Novato Seniors Left Shaken By Apartment Complex's Power Outage

NOVATO (KPIX 5) -- Thousands of people in the Bay Area struggled to cope with the power outages over the weekend, but one group of vulnerable Novato residents say they were left alone in the dark.

"People were pretty much sequestered in their apartments," said one person.

"I felt trapped," admitted another.

"You're just cooped up here like in prison and you can't go anywhere. You can't see anything," said a third.

These are the comments from people living at the Villas at Hamilton, a three-building affordable senior apartment complex in the Hamilton Field area of Novato.  It is an independent living environment, but when the lights went out last Saturday night, the elderly residents here say they were totally on their own.
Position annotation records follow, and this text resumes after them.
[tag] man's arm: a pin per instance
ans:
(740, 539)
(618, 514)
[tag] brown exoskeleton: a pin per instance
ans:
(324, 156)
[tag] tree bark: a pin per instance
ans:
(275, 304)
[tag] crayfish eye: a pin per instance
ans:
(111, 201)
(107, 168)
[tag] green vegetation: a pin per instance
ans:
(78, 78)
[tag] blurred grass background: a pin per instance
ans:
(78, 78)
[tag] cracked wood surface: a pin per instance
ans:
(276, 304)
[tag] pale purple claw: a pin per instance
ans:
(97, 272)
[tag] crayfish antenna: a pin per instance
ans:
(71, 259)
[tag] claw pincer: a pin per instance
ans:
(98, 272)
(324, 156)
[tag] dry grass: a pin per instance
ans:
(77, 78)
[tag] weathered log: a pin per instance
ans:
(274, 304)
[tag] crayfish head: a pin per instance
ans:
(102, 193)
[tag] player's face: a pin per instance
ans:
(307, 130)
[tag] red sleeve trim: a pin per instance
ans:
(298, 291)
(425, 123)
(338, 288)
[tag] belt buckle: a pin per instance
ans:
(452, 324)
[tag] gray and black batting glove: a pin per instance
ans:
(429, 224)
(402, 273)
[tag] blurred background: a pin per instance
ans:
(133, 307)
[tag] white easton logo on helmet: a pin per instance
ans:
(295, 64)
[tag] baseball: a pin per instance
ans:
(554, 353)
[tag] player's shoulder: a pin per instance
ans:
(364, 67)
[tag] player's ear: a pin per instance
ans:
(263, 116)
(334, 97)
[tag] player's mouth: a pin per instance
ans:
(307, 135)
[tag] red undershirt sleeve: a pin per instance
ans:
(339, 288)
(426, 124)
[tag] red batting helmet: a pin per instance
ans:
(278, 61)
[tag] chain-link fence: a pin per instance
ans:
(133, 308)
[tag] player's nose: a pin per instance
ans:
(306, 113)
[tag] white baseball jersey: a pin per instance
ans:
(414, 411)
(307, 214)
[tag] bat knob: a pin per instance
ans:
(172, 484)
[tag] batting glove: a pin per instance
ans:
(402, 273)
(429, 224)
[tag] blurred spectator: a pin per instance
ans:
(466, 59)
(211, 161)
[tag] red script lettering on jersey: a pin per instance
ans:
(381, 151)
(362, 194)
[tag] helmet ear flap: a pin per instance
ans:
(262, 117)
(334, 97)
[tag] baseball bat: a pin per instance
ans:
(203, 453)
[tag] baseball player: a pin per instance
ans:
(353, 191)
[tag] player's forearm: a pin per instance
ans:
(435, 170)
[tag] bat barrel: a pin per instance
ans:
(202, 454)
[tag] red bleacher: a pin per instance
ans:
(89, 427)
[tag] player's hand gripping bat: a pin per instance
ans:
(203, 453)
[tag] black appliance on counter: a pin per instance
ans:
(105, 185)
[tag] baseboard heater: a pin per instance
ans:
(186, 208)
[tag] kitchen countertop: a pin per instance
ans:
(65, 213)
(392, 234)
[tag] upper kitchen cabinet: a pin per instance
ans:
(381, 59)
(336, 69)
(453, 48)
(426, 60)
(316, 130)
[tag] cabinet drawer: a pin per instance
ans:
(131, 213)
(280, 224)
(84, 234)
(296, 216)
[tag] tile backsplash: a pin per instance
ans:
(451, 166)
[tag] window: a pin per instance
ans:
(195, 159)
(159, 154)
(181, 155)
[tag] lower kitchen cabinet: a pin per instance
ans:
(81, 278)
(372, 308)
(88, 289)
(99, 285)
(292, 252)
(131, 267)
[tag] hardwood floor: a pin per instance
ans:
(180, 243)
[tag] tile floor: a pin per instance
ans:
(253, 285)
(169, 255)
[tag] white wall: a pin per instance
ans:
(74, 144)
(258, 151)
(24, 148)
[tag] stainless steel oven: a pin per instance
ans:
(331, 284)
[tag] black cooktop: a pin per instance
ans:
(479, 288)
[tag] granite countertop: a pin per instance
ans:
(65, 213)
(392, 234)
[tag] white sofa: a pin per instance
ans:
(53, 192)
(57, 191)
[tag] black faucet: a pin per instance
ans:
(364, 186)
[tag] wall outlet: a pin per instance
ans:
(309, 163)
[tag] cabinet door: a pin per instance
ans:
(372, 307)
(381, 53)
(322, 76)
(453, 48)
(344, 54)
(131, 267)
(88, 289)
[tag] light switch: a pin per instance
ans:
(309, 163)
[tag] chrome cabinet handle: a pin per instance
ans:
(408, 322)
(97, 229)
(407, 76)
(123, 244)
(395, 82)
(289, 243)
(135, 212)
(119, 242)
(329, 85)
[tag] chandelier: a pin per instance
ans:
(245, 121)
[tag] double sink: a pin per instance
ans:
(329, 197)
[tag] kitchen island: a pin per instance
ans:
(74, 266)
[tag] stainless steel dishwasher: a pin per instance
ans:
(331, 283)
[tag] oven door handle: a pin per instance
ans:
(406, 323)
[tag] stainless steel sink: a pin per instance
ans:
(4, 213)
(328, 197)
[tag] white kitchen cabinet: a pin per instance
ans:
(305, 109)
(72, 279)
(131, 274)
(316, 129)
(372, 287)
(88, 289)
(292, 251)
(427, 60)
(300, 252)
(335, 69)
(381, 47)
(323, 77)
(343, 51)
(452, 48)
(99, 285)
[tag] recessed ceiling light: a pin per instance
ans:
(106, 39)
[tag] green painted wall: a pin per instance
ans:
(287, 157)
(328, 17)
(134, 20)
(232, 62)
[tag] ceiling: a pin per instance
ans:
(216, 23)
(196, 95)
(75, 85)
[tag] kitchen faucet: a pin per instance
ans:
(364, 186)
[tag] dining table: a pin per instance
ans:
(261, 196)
"We needed help right away and we were abandoned. We were totally abandoned," said Jeanette Louthan, who lives at the Villas and is a care-giver to several of the residents.

She said battery-powered hall lights soon died, leaving the corridors and staircases pitch black, while the elevators were non-operational.

"We were guiding people down and they were holding on the handles if they could or holding with their bodies and then we had to take down their walkers as well," Louthan said.

One resident reportedly hurt her knee tripping in the dark over another woman who was lying on the floor at the bottom of the stairs.

"It was…it basically felt like an abandoned building," said Marie Hoch, who heads up a local homeowners association and was called to the Villas by one of the residents.

Hoch said she was shocked by what she saw and by the fact that the building managers had left for the weekend leaving the seniors to fend for themselves.

"They left with no plans in place for how these seniors would be able to get in and out of the building during the power outage, which was predicted to last for days," Hoch said.

The manager on site refused to speak with KPIX 5. The building is owned by a Southern California non-profit company called Affordable Housing Access.

It gets a special deal from the government to provide low-cost housing but residents said -- aside from installing a few new motion-detector lights -- they have heard nothing from the landlords about what happened last weekend.

"I feel they have an obligation to a higher standard of care," Hoch said. "It's not just an apartment building. It's a charity operating a building for low-income seniors under the tax-free provisions of our tax code."

Late Thursday afternoon, the President of Affordable Housing Access called KPIX 5 to say he disputed the claims that people were left alone in the dark. But he later called back later to say he is troubled by residents' accounts of what happened and that he plans to review management's actions over the weekend and will be issuing "black-out" kits to each of the residents.